Wie ungut Starmers internationale Reisen (33 seit seinem Amtsantritt) bei der Bevölkerung ankommen, zeigt sich schon darin, dass die Liste einen eigenen Wikipedia-Eintrag bekommen hat. „Wir könnten zumindest ein paar verdammte Bäume pflanzen“, monierte ein Labour-Abgeordneter daher unlängst im Polit-Magazin New Statesman

Britain's Green Party leader Zack Polanski poses for a portrait in London

Die grüne Partei wurde unter Zack Polanski die drittstärkste im Land. 

Denn die in England bis dato eher ungefährliche Grüne Partei ist derzeit auf Überholkurs.

Südafrika statt Staatsbudget

Doch anstatt sich auf die Budgetrede Ende November vorzubereiten, die Starmer weitere Unbeliebtheitswerte einbringen dürfte, packt Keir Starmer kommende Woche seine Koffer für den G20-Gipfel in Johannisburg

Wie gefährlich ist die Situation also für den Premier? „Es liegt Blut im Wasser und die Haie kreisen“, urteilt Tim Bale, Politikprofessor an der Queen Mary University. „Premierminister – insbesondere Premierminister der Labour-Partei – überleben zwar oft länger, als man denkt, aber in Starmers Fall sind seine Umfragewerte und die seiner Partei sehr schlecht.
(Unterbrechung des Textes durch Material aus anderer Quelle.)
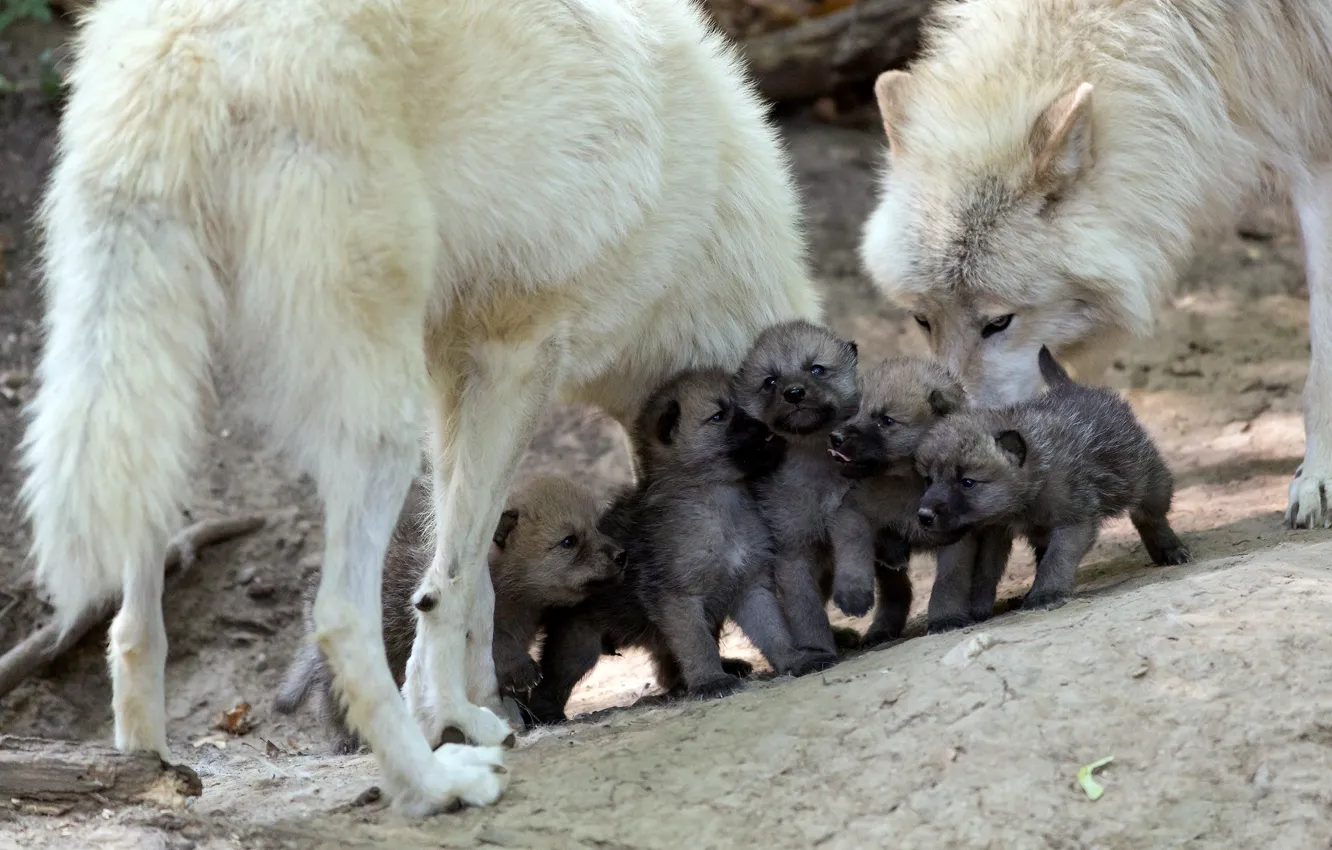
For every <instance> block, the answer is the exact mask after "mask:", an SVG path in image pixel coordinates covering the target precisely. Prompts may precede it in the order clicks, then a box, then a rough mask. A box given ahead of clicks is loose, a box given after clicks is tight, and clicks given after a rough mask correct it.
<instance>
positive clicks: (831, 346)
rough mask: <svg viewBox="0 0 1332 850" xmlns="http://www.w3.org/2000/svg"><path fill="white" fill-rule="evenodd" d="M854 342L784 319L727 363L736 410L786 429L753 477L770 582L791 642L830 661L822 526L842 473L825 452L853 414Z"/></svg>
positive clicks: (829, 634)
Es ist schwer vorstellbar, dass er eine mögliche Herausforderung überstehen wird.“ 

Die Frage für die Herausforderer sei daher weniger ob, sondern wann sie den Schritt wagen. „Ich vermute“, ergänzt Bale, „dass sie warten, bis Labour bei den Kommunalwahlen 2026 eine katastrophale Niederlage erleidet.“ 

Doch ebenso wie der Verräter bei den „Traitors“ handeln muss, bevor ihn die Tafelrunde aus dem Schloss verbannt, könnten die Anwärter auf den Landeschef-Posten zur verfrühten Handlung gezwungen werden. Nämlich dann, wenn die Lage der gesamten Partei in Gefahr ist.